In terms of the COGS for the rux cream, the guidance that we provided on COGS is 6% to 7% that does reflect rux cream as well. In the near term, as we indicated, we have been billing on the supply of API for rux cream and that would result in COGS being lower as we use up the supply that we have already expensed in 2020, which was reflected under R&D.

Hi, thanks for taking my questions. I'm kind of curious as to what percent of the relevant population already has this kind of coverage and is recognized by their plan as a true medical in a reimbursable condition? And then kind of what efforts do you need to do between now and launch to grow that number?

I can tell you that currently there aren’t very many therapies, and we do have to continue to educate both payers. I don't think we really have to educate dermatologists very much. Dermatologists know that this is an autoimmune disease that drastically impacts patients' lives.

Hi all. Thank you for taking my question. I just want to quick shout out to Mike for everything over the past couple of years, you will be missed. So I wanted to ask on the LIMBER program. While it might be early, can you characterize kind of maybe some demand or feedback you've gotten on the QD rux option among both physicians and patients?

The once-daily formulation of ruxolitinib continues to go well. The bioavailability and bioequivalence work is being completed. We’re now in stability and we need 12 months of stability to complete the submission. We would expect a 10-month review from that and thus expect an approval before the end of 2022 if everything goes smoothly. We're hopeful this will be a successful submission.

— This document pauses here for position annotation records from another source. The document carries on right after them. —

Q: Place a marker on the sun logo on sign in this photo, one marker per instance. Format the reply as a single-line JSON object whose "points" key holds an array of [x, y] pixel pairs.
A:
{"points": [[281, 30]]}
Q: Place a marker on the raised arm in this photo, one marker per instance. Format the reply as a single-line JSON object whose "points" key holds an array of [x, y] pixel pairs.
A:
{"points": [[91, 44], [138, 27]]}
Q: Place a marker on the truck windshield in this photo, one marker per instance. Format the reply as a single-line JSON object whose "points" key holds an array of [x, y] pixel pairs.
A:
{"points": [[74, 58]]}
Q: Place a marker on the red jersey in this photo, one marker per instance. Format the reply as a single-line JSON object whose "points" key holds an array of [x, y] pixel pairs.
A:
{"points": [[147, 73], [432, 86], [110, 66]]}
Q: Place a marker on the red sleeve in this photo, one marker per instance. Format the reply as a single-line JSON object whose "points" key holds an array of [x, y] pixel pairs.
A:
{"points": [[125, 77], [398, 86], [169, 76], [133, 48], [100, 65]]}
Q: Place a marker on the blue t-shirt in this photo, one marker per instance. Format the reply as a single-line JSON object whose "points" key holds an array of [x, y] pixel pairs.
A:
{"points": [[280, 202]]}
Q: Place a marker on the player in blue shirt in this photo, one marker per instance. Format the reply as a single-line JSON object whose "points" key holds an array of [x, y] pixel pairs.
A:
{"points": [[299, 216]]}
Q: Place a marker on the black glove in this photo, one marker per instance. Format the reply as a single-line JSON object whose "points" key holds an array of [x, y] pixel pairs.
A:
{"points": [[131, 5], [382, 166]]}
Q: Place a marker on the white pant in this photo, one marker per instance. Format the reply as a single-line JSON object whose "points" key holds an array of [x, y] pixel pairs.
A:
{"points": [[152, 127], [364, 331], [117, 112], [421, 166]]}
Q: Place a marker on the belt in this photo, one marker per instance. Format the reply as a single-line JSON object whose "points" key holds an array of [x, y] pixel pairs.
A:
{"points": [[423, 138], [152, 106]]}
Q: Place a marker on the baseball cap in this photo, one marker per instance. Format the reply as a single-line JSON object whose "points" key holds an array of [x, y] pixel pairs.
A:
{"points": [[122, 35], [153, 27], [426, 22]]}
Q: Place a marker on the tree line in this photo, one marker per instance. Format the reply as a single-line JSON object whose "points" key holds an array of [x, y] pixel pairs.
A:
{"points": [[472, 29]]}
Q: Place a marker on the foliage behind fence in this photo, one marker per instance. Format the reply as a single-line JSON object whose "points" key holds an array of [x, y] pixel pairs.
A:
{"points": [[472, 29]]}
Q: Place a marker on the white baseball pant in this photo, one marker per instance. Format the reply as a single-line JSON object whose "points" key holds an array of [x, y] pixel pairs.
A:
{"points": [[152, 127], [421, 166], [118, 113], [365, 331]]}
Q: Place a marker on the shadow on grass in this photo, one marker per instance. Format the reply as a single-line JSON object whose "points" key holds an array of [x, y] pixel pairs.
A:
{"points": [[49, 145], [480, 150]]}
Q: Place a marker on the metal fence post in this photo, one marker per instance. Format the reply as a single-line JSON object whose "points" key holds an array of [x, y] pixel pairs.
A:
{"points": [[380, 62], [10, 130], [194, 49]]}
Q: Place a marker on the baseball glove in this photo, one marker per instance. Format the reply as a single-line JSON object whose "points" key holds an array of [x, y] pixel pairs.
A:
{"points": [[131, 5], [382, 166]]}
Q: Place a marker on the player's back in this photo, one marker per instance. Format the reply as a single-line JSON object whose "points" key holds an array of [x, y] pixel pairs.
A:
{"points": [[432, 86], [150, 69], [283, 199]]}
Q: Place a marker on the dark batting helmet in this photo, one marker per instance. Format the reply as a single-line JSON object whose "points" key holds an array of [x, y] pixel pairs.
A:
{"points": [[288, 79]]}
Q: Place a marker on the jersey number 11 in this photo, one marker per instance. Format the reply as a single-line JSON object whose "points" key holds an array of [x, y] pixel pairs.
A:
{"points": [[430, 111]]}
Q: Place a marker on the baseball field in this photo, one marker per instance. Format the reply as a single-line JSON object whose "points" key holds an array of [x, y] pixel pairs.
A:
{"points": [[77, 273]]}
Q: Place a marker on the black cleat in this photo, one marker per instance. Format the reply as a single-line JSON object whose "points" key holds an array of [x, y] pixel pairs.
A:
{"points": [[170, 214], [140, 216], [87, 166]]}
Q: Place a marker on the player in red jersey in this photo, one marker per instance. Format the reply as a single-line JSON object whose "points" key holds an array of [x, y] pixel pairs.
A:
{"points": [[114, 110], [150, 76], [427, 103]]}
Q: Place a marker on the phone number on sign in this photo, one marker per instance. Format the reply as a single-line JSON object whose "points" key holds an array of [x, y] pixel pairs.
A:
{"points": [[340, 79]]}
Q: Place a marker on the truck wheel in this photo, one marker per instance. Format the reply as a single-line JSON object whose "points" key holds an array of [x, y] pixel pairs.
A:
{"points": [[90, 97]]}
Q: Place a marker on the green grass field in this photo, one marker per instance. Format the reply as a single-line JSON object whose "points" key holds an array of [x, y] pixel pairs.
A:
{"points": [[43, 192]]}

Hey thanks for taking the question. I appreciate the progress there, and I was wondering if you could provide any details on your BET inhibitor? And what level of incremental benefit for the combination of BET inhibitor plus rux versus rux alone would be clinically meaningful?

This is not a new compound. It's a compound we had in the clinic years ago. We dosed more than 100 patients in a solid tumor framework at that time. It’s exciting, and we think that we have a lot of options with incremental improvement in safety and efficacy.

Thanks. Thank you all for your time today, for your questions, and also for your kind words. You will be in excellent hands with Christine, I'm sure, and both of us are available for the rest of the day for any follow-up questions. But for now, thank you all very much, and goodbye.